Evolving into Drupa 2012 —Sherburne
AT THE recent EFI Connect 2008 users conference in Las Vegas, I had the pleasure of participating in a panel discussion with my esteemed colleagues, Dennis Mason of Mason Consulting and Forrest Leighton of Canon USA.
The primary topic was Drupa 2008 and what we thought were the most important aspects of this “Olympics” of the printing industry. I have written extensively on that topic and won’t repeat any of that here. But one of the questions the moderator asked us to consider was:
If Drupa 2008 was the “ink-jet” Drupa, what will Drupa 2012 be?
This soon after a mega-show like Drupa, it is hard it think about four years down the road and heading back to Düsseldorf for another one. But it was a thought-provoking question, nonetheless. While the three of us had some different perspectives on the question, there was one thing we agreed upon: By 2012, lights-out automation across the printing enterprise will be a key topic of discussion.

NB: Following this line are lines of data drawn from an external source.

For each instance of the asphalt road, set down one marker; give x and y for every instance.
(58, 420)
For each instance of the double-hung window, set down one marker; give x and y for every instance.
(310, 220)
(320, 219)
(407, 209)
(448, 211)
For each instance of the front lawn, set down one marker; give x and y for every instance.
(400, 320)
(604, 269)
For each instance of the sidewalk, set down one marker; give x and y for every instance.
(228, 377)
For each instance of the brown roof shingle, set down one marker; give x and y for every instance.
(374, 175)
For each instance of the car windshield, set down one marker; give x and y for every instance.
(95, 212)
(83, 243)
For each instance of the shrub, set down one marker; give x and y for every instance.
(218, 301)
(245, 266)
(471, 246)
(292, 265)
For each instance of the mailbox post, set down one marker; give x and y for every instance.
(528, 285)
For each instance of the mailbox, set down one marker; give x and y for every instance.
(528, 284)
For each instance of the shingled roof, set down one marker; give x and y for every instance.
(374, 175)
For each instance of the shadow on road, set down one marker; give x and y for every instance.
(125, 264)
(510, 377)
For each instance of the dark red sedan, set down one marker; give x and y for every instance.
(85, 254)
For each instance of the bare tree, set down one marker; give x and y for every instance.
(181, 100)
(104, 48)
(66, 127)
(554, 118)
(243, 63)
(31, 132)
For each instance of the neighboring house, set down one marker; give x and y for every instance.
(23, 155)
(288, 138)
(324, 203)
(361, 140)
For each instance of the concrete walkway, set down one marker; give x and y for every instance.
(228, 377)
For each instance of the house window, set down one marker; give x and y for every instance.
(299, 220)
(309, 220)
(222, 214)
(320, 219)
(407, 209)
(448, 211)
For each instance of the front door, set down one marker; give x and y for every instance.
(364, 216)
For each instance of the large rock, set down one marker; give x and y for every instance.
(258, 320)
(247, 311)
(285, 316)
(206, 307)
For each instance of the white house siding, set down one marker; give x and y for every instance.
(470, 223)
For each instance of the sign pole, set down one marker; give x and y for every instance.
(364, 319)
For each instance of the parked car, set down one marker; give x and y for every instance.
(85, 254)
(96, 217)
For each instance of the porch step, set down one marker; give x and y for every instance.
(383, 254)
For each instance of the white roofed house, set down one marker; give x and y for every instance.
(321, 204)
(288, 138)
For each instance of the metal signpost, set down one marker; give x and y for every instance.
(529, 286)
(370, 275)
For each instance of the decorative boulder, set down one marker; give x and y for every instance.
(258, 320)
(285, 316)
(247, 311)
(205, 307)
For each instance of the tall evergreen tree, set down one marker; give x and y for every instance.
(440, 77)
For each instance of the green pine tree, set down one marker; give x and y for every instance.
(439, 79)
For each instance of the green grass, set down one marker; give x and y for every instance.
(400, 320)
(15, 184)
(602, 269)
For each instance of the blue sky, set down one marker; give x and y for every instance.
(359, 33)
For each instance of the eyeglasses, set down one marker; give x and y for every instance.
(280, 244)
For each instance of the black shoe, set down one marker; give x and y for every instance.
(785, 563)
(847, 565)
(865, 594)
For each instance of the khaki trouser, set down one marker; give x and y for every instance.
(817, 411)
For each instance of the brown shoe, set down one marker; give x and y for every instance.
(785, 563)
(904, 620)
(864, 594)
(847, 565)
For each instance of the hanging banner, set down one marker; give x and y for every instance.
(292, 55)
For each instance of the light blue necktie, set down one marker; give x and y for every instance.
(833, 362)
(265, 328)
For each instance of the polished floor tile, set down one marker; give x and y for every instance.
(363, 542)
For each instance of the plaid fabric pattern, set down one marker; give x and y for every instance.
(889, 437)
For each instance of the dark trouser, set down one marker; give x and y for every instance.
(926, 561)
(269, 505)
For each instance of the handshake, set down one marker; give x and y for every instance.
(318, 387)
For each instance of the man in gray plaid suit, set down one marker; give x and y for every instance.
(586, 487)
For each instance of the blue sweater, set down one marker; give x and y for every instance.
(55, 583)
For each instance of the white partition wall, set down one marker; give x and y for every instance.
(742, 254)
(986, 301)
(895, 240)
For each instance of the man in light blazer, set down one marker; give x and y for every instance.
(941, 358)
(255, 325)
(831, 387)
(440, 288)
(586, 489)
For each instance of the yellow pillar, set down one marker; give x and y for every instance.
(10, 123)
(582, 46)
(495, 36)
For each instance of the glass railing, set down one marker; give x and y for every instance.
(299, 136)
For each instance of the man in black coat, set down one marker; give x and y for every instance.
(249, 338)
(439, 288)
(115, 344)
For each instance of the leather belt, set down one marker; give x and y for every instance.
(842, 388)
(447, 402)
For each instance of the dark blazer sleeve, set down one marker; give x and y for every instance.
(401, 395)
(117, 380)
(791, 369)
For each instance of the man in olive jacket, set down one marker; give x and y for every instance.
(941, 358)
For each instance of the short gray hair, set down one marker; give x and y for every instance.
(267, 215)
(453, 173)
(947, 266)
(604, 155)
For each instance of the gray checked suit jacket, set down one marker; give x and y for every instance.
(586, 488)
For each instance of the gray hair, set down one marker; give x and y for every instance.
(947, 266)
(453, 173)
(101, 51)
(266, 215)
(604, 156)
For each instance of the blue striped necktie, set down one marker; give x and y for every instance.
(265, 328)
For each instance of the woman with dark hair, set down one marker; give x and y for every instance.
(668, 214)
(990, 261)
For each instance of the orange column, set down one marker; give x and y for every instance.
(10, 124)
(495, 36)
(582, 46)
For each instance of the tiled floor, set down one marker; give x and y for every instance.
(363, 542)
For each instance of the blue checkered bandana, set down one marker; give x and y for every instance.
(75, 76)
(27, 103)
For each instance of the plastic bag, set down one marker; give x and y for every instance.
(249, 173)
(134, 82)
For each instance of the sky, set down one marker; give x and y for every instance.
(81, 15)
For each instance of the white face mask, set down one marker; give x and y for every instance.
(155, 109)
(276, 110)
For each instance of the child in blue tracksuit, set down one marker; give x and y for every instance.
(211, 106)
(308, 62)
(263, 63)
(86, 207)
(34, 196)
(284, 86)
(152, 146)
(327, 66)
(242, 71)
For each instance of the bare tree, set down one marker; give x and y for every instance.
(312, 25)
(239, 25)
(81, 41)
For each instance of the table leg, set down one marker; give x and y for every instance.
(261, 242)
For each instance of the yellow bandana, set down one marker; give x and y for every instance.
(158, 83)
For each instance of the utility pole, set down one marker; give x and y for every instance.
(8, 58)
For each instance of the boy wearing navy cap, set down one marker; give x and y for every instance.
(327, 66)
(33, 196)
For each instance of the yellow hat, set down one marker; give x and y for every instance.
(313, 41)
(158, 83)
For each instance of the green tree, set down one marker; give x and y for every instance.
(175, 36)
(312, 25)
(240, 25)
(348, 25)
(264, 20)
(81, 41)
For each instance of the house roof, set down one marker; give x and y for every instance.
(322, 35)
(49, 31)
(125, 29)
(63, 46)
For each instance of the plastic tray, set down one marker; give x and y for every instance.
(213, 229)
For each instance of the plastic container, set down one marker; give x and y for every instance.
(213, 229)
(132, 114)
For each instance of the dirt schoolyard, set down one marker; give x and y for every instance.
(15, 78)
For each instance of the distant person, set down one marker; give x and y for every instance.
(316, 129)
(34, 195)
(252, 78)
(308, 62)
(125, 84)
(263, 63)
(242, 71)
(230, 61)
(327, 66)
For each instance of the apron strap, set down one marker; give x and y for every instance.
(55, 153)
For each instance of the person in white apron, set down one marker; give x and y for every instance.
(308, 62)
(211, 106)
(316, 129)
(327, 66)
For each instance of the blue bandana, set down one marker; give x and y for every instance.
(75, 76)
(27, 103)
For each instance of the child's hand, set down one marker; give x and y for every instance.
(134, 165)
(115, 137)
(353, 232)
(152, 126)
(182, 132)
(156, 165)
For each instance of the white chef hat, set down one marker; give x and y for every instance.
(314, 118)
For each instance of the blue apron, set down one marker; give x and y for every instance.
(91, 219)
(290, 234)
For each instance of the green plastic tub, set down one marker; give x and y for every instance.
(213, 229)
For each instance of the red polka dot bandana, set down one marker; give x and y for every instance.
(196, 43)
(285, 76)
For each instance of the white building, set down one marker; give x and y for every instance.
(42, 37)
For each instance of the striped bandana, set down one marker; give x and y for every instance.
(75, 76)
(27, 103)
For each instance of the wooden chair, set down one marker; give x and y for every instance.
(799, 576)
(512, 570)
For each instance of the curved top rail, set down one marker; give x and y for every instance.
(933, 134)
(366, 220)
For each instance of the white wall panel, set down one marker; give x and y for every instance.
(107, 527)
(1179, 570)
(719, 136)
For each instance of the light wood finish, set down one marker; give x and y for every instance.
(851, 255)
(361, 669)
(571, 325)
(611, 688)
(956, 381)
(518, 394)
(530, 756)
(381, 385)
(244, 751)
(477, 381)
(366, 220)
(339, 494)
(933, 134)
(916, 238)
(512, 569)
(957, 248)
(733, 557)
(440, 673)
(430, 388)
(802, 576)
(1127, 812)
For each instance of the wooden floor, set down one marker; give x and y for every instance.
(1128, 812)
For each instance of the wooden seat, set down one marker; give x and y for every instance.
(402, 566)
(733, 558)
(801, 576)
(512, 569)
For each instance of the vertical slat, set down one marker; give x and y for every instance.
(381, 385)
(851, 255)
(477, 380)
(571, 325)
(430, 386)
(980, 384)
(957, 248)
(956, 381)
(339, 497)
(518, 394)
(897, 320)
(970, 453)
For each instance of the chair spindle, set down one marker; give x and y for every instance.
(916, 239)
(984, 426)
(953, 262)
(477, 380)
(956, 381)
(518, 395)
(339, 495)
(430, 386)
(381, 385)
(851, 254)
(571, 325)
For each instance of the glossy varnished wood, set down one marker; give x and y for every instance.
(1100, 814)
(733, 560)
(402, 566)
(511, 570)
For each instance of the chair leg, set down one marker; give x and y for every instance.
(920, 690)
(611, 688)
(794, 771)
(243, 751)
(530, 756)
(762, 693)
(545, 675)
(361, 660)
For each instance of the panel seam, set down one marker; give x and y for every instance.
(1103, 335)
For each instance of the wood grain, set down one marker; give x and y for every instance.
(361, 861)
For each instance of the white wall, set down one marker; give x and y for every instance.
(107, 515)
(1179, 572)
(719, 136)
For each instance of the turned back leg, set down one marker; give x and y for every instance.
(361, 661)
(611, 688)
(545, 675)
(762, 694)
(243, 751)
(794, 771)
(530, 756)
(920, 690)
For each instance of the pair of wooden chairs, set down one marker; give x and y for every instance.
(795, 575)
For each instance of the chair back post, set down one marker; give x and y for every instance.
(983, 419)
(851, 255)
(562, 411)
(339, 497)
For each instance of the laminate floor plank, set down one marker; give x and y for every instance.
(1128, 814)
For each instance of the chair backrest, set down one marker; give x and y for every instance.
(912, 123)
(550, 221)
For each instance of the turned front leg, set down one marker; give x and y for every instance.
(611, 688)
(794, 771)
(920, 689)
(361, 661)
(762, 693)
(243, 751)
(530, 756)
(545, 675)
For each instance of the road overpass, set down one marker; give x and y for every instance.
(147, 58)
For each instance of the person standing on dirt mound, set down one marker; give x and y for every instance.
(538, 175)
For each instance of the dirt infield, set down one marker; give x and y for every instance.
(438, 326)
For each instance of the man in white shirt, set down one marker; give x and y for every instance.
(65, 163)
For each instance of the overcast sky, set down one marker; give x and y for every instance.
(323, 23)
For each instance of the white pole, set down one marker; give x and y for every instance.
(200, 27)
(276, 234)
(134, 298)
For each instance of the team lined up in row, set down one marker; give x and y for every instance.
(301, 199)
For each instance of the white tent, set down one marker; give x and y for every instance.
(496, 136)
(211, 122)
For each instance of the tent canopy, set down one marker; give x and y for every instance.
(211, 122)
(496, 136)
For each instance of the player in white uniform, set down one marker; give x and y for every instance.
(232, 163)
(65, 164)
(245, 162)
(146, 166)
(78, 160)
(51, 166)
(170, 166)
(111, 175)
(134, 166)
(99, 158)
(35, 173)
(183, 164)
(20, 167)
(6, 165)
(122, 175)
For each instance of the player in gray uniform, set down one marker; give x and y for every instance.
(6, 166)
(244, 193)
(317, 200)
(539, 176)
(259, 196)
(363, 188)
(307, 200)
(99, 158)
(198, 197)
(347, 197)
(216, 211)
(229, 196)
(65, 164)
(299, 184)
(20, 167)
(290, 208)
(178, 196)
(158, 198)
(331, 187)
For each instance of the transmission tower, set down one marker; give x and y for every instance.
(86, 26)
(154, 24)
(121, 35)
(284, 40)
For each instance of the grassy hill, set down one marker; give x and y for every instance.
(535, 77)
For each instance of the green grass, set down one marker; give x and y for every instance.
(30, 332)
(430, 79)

For print service providers, it is certainly not too soon to begin considering what this means for your operation. You might ask why this topic is being discussed in a marketing column; a fair question. As I have said in this column before, a key focus of marketing is determining the optimum product portfolio that will enable your company to grow, holding on to a base of loyal customers and gaining new ones.
While Drupa 2012 may not turn out to be the “extreme automation” Drupa, one thing is absolutely clear: We are not going to see a reversal of the demand for shorter runs, faster turnaround times and sophisticated services well beyond putting ink or toner on paper.
With that in mind, printing organizations of all sizes must be focusing on the efficiency of their operations. Without a productive, efficient manufacturing operation, and the administrative and customer-facing infrastructure to back it up, today’s printing operation is not likely to be in any position to fund anyone’s trip to Drupa 2012, let alone positioned for growth.